New UK data protection laws, introduced by the government this week, are aimed at reducing costs and burdens for British businesses and charities, removing barriers to international trade, and cutting the number of repetitive data collection pop-ups online.

A government news release said that the UK version of the EU's General Data Protection Regulation (GDPR) would save the economy £4.7 billion over the next ten years.

The news release said that the Data Protection and Digital Information Bill, first introduced last summer, will take "the best elements of GDPR and [provide] businesses with more flexibility about how they comply with the new data laws."

The bill also would:

  • Reduce the amount of paperwork organisations need to complete to demonstrate compliance;
  • Support more international trade without creating extra costs for businesses if they're already compliant with current data regulations;
  • Provide organisations with greater confidence about when they can process personal data without consent; and
  • Increase public and business confidence in artificial intelligence technologies by clarifying the circumstances when robust safeguards apply to automated decision-making.

Canada joins the UK to boost green supply chains

The UK and Canada reached an agreement to cooperate on critical minerals such as cobalt and lithium that are essential to the economy and used in items such as solar panels and electric vehicles, a UK government press release said. Demand for certain critical minerals is expected to rise by as much as 500% by 2040.

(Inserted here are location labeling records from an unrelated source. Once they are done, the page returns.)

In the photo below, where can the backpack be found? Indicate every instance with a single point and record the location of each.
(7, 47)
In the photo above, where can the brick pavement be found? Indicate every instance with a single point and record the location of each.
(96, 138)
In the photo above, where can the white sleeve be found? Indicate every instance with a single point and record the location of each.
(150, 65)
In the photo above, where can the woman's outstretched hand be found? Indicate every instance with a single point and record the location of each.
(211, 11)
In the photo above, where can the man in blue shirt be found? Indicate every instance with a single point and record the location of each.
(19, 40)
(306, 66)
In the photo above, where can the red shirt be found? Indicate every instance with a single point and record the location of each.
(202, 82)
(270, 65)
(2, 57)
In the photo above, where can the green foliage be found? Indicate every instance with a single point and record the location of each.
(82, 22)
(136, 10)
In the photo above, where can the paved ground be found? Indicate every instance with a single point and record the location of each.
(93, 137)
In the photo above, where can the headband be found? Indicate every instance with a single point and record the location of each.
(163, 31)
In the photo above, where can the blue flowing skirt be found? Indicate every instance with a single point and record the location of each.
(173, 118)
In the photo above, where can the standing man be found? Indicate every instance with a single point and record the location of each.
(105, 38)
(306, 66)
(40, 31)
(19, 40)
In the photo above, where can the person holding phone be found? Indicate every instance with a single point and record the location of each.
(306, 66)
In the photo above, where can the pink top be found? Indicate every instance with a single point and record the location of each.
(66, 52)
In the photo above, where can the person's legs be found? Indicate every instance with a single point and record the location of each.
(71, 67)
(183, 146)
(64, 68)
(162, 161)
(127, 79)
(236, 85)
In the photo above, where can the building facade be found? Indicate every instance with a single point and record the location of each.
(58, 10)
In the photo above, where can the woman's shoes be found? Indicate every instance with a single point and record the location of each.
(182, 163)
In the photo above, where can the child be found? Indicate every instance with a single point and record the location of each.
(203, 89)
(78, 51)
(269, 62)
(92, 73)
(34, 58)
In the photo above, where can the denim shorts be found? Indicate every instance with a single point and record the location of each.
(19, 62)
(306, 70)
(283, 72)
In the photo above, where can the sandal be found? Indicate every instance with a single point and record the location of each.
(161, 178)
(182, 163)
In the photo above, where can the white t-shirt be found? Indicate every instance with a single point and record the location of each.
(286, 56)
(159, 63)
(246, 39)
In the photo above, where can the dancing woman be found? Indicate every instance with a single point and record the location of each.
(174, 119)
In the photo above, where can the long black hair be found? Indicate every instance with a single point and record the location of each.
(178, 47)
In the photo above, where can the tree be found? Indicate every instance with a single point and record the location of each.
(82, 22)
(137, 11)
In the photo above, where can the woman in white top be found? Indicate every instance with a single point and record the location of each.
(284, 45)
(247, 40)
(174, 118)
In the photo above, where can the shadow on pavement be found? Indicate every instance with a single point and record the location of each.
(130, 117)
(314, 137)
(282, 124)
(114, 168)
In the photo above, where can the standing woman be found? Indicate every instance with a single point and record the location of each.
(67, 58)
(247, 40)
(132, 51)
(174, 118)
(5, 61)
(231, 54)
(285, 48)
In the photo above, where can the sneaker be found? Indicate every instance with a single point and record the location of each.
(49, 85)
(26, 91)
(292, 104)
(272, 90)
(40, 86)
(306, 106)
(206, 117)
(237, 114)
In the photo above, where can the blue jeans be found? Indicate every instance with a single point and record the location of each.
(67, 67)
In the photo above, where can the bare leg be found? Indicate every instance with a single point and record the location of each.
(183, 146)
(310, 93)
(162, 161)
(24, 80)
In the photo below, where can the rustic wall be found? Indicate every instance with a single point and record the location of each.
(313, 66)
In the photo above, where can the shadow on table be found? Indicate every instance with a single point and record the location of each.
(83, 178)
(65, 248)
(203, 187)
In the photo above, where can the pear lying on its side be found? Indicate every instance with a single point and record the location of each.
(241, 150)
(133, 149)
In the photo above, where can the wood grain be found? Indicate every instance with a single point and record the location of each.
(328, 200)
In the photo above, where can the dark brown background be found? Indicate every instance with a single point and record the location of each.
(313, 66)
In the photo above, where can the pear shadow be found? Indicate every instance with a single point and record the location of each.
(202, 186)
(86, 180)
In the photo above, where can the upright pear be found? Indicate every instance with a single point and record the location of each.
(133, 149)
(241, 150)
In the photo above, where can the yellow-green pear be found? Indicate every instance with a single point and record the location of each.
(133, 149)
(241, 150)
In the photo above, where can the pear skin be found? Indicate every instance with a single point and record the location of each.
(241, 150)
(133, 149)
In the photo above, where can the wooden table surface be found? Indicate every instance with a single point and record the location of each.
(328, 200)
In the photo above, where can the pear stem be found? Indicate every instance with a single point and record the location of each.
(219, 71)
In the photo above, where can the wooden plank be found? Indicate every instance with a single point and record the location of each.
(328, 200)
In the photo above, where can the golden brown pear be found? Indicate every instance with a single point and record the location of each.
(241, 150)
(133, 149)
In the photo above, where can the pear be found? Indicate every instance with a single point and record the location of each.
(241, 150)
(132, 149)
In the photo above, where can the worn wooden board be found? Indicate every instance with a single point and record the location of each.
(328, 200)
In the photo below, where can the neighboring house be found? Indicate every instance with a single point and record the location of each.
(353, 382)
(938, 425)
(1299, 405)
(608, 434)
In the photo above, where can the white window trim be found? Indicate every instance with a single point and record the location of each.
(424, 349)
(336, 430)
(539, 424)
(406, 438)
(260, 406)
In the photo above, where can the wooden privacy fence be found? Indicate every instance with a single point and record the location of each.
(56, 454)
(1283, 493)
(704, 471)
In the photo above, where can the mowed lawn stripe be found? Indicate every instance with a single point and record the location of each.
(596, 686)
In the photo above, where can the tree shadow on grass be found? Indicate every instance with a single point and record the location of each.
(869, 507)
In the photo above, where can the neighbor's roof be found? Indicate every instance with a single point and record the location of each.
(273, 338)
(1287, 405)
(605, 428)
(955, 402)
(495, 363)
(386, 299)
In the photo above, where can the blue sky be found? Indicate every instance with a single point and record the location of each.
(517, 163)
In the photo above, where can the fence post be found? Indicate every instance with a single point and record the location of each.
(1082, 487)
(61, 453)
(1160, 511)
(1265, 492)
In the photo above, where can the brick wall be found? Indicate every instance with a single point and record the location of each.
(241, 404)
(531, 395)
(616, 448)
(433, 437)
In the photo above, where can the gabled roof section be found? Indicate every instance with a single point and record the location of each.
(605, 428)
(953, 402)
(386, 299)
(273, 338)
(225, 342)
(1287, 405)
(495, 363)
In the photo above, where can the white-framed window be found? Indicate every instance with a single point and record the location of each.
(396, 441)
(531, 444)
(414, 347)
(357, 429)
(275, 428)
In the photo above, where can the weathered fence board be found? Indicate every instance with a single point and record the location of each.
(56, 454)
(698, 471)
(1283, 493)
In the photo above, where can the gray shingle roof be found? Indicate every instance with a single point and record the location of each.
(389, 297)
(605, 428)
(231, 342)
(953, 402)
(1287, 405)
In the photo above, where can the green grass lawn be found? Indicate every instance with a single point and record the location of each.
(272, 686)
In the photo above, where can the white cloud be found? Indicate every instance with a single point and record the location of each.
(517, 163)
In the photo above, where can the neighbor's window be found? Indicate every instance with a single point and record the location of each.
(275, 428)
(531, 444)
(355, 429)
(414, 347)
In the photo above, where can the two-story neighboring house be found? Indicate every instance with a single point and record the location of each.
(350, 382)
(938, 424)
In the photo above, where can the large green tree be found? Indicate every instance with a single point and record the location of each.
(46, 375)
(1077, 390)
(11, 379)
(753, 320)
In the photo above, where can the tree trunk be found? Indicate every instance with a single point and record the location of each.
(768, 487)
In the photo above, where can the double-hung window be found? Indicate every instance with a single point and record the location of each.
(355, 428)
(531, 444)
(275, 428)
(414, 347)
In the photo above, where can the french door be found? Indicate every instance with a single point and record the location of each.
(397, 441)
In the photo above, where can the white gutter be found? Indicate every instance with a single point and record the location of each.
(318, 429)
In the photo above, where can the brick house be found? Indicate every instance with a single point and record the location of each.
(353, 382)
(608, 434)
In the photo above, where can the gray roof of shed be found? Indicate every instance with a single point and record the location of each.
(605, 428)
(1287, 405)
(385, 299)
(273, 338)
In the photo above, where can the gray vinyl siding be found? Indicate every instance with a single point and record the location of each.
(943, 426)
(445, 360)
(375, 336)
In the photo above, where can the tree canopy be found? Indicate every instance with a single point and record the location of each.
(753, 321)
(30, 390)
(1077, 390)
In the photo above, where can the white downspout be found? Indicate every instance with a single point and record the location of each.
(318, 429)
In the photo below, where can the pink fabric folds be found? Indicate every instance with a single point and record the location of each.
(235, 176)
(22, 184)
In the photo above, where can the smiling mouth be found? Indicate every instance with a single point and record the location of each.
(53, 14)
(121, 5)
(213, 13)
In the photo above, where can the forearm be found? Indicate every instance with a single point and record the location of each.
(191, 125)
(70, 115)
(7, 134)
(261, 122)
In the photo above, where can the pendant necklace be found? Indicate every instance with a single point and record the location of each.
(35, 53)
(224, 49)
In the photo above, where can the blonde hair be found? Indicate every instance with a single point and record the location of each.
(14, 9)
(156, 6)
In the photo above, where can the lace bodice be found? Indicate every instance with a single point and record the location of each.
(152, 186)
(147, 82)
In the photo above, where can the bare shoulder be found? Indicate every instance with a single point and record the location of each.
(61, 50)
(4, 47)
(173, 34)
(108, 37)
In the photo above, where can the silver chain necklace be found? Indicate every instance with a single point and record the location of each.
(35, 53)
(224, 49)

IASB concludes project on disclosure requirements

The IASB concluded a project on improving its approach to developing and drafting disclosure requirements, a news release said. The improved approach is designed to help develop standards that would enable companies to make better judgements about which information is material and should be disclosed, thereby providing more useful information to investors.

According to the release, the improved approach involves:

  • Engaging early with investors to understand their information needs;
  • Developing disclosure requirements alongside recognition and measurement requirements;
  • Considering the digital reporting implications of new disclosure requirements;
  • Using general and specific objectives that describe and explain investors' information needs; and
  • Supporting specific objectives by requiring companies to disclose items of information that would satisfy the objectives in most cases.

The project summary and feedback statement provides an overview of the exposure draft Disclosure Requirements in IFRS Standards — A Pilot Approach. The IASB has decided not to proceed with any further work on the disclosure requirements in IFRS 13, Fair Value Measurement, and IAS 19, Employee Benefits, the publication said.

FRC publishes revisions to TAS 100

The UK Financial Reporting Council (FRC) published a revised Technical Actuarial Standard 100 (TAS 100) and its associated guidance, a news release said. The new version of the standard includes revisions to ensure that it reflects current practices in actuarial work and addresses known gaps in the quality of work.

The revised standard includes a new requirement that actuarial practitioners must consider all relevant material risks, including climate change and environmental, social, and governance-related risks, that they might reasonably be expected to know about at the time of carrying out their work, the release said. It also introduces a new application section that sets out the FRC's expectations and allows practitioners to have a better understanding of how to interpret and comply with the principles.

The standard applies to technical actuarial work that is completed on or after 1 July 2023, the standard publication said.